Hay una tríada en lengua castellana que tenemos que tener siempre presente para partir de algo que nos pertenece: Cervantes, Lope y Galdós.

Casi al final de su vida, por si cupiera alguna duda, vuelve a su pasado para enhebrar un asunto tan tormentoso como es la capacidad de amar que poseía. No es una defensa, es poner su conciencia al día. Convendría leerse antes Novelas a María Leonarda y La Dorotea por si puedan contribuir a comprender mejor el éxito de la obra. La diferencia estriba en que ahora los personajes lo ocupan gatos sobre los tejados de Madrid con nombres: Marramaquiz-el protagonista-, que se enamora de Zapalquilda-loada de los dioses por su belleza- y la aparición de Micifut-que se interpone- y consigue compromiso con Zapalquilda, pero Marramaquiz rapta a Zapalquilda y a continuación empieza la lucha de los gatos. El protagonista muere («Cayó para las guerras y consejos / cayó súbitamente / el gato más discreto y más valiente, / quedando aquel feroz aspecto y bulto / entre las duras rejas insepulto»); y cómo no, faltaba la celebración de las bodas («…y Micifuf, con todos amoroso/ porque le prometieron vasallaje, / hizo luego traer de su bagaje / con mano liberal peces y queso. / Alegre Zapaquilda del suceso, / mudó el pálido luto en rico traje», pág. 264). El casamiento tuvo lugar para lo cual «llamaron un autor de los famosos…»

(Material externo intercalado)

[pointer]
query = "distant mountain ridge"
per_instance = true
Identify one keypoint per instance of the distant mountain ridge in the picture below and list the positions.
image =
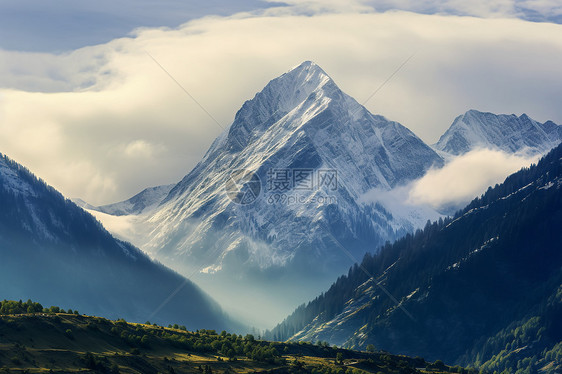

Hay que reseñar que La Gatomaquia forma parte de las Rimas de Tomé de Burquillos. Una meditación clave de Lope y sus circunstancias; el verso «¿pues qué tengo que hacer, si todo ofende»?, es más que todo lo que le ha sucedido en vida; su recogimiento va unido a los sinsabores que le han hecho mella, la gran mayoría por los envidiosos que, a su vez, se aprovecharon de sus quehaceres. Su maestría verbal-como escribió Azorín- y la introspección que realiza del alma humana lo coronan con los laureles más que merecidos.

Más claridad no se halla en estas siete silvas sobre amores gatunos de lo que ya ha recibido el nombre de epopeya burlesca, como es La Gatomaquia de 2802 versos. No contento Lope, viendo que el protagonista no podía quedar entre tejas lanza un alarido en un soneto desde otra atalaya («no forma estrictamente parte de la Gatomaquia«): «A la sepultura de Marramaquiz, gato famoso. En lengua culta, que es en la que ellos se entienden (» Ploren tu muerte Henares, Tajo, Tormes,, / que el patrio Manzanares que eternizas / lágrimas mestas libará conformes,». ) .

«Críticos y lectores a una hacen por fin justicia al Lope no dramático y se rinden ante esta perla de nuestras letras. España no tiene la Ilíada, pero tiene Gatomaquia«, pág.13. Las conjeturas sobre su datación poco importan, aunque parece que se inclina, según la mayoría de la crítica y la del editor, casi al final de su vida; época con el marbete de «senectute» («los últimos años de vida de Lope, una etapa melancólica en la que las desdichas biográficas y profesionales parecían sucederse…», pág. 17); la inspiración viene recogida de la voz de Tomás de Burguillos: «Y si el divino Homero / cantó con plectro a nadie lisonjero / la Batracomiomaquia, / ¿ por qué no cantaré la Gatomaquia?»; lo primordial, como siempre mantengo, es leerlo.

Quizá convendría comenzar la lectura por la introducción de don Antonio Sánchez Jim-énez, tan perfectiva en los avatares del contexto de la obra como en la maestría con que expone sus argumentos. Y, sin duda, a esto habría que añadir las notas a pie de página de las silvas, llenas de acierto y sabiduría; sin ellas, quizá no entenderíamos del todo la magistral obra lopiana, o por lo menos quien suscribe. Y por si no fuera suficiente, el editor añade «notas complementarias» para clarificar aun más las silvas; una a una desgrana los versos con una quietud y certeza de lo que está escribiendo, así como los dos sonetos que las envuelven; el primero: «De doña Teresa Verecundia al licenciado Tomé de Burguillos», para terminar con «A la sepultura de Marramaquiz», el famoso gato de la Gatomaquia que fue acribillado ( «Un príncipe que andaba / tirando a los vencejos /-¡nunca hubieran nacido / ni el aire tales sustenido! – /le dio un arcabuzazo desde lejos», pág. 264)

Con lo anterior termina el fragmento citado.